Aus Furcht, aus der Betreuung zu fallen, setzten junge Kosovaren am Dienstag in Traiskirchen
ihren Sitzstreik fort
Redaktion
,
Traiskirchen - Skender Lokaj
erblickt eine Chance. Das Auge der Öffentlichkeit - sprich:
ein Journalistenteam - wendet
ihm seine Aufmerksamkeit
zu. Ihm und seinen 370
Landsleuten aus dem Kosovo,
die sich am Montag noch auf
dem Gelände der Betreuungsstelle Traiskirchen - im
Volksmund "Flüchtlingslager" genannt - befanden.
"Wir dachten, dass wir in
Österreich Asyl kriegen. Und
Arbeit, weil daheim gibt es
keine Jobs. Dass wir hier leben
können wie alle Menschen
auch. Zu Hause hat es geheißen, dass das noch bis Ende
September geht", erzählt Lo_kaj in eine Kameralinse hinein. In fließendem Deutsch:
Der junge Mann war Kriegsflüchtling in Deutschland, bis
er im Jahr 2000 "zum Wiederaufbau" in den Kosovo zurückkehrte.
Nun ist er Wortführer auf
dem Parkplatz der einstigen k. u. k. Kadettenschule, bekommt auf Albanisch halblaut
Stichworte zugeraunt. Aus einem Pulk junger Männer in
Jeans und Trainingshosen, sie
umringen ihn stehend, während sich im Hintergrund, auf
dem Parkplatzbeton, 200 weitere Kosovaren richtig niedergelassen haben: Sitzstreik.

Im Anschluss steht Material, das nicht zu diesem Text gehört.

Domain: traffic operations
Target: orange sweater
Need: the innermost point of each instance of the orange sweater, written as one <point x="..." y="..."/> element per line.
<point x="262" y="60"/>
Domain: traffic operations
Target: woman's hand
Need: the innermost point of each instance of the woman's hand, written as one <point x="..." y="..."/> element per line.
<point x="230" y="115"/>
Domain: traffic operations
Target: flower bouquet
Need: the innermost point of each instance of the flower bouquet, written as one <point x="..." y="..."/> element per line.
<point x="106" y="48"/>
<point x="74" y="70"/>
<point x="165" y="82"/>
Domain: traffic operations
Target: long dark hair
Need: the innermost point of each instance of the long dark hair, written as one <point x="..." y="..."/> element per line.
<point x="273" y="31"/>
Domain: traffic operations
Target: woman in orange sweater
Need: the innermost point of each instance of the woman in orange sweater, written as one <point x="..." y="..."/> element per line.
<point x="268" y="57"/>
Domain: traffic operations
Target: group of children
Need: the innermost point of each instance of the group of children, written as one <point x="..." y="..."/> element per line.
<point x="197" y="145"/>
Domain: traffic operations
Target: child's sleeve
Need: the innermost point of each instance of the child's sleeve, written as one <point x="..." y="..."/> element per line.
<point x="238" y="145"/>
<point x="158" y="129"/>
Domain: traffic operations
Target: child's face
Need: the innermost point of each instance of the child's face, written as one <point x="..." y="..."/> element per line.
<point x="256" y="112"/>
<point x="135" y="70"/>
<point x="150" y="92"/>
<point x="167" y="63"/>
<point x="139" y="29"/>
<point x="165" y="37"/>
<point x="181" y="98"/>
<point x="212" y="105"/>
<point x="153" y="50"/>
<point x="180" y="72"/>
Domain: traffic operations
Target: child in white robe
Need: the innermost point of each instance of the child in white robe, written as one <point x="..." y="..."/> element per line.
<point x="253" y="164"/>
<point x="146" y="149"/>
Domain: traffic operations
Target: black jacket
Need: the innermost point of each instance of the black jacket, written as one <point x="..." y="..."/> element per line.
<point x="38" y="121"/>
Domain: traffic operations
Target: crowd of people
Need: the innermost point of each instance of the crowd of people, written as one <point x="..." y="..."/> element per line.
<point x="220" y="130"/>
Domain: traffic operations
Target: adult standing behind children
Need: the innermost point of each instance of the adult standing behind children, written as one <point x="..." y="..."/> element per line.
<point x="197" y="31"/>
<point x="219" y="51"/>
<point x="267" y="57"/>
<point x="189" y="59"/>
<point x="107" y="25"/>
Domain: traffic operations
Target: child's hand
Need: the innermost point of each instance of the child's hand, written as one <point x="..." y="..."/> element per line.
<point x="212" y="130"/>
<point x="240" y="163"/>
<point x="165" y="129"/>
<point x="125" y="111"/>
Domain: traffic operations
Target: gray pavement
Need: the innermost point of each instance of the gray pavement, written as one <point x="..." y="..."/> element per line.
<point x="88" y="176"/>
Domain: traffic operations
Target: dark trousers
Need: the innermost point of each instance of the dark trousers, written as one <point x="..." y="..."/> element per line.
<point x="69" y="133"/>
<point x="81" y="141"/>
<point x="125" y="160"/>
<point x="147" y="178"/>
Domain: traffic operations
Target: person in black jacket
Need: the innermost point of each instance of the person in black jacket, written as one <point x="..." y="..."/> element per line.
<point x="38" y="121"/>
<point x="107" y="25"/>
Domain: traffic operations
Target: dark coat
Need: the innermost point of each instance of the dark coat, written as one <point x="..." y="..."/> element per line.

"Man kann doch Leute nicht
so auf die Straße setzen", findet der Interviewte. Sein Ton
ist leicht fragend. In der Hand
hält er eine amtliche Bestätigung: Am 30.
9., so steht da,
sei er "von der Betreuungsstelle Traiskirchen abgemeldet" worden. Ein zweiter Zettel erteilt ihm den Rat, "in Ihr
Heimatland zurückzukehren". Das entspricht der neuen
Innenministeriumsrichtlinie,
die seit 1. Oktober gilt. Lokaj entschlossen:
"Sie müssen eine Lösung für
uns finden!"
Letzteres ist in Richtung
Franz Schabhüttl gesagt, dem
Referatsleiter für Dienstleistungen in der Betreuungsstelle. Er beobachtet den Menschenauflauf aus zehn Meter
Entfernung, blass, mit verschränkten Armen. So einen
Sitzstreik habe er in Traiskirchen noch nie erlebt, wird er
später in der Stockbettenwüste des 84-Personen-Schlafsaals in der Traiskirchener
Notaufnahmestelle erzählen.
Keine Chance auf Asyl
Der Saal ist menschenleer:
Die jungen Kosovaren draußen auf dem Parkplatz setzen
ihre Protestaktion fort. 2500
von ihnen seien in den vergangenen drei Monaten als
Asylwerber nach Traiskirchen
gekommen, rechnet Schabhüttl zusammen. Menschen,
die - laut Auskunft aus dem
Innenministerium - keinerlei
Chance auf positive Erledigung ihres Asylantrags hätten.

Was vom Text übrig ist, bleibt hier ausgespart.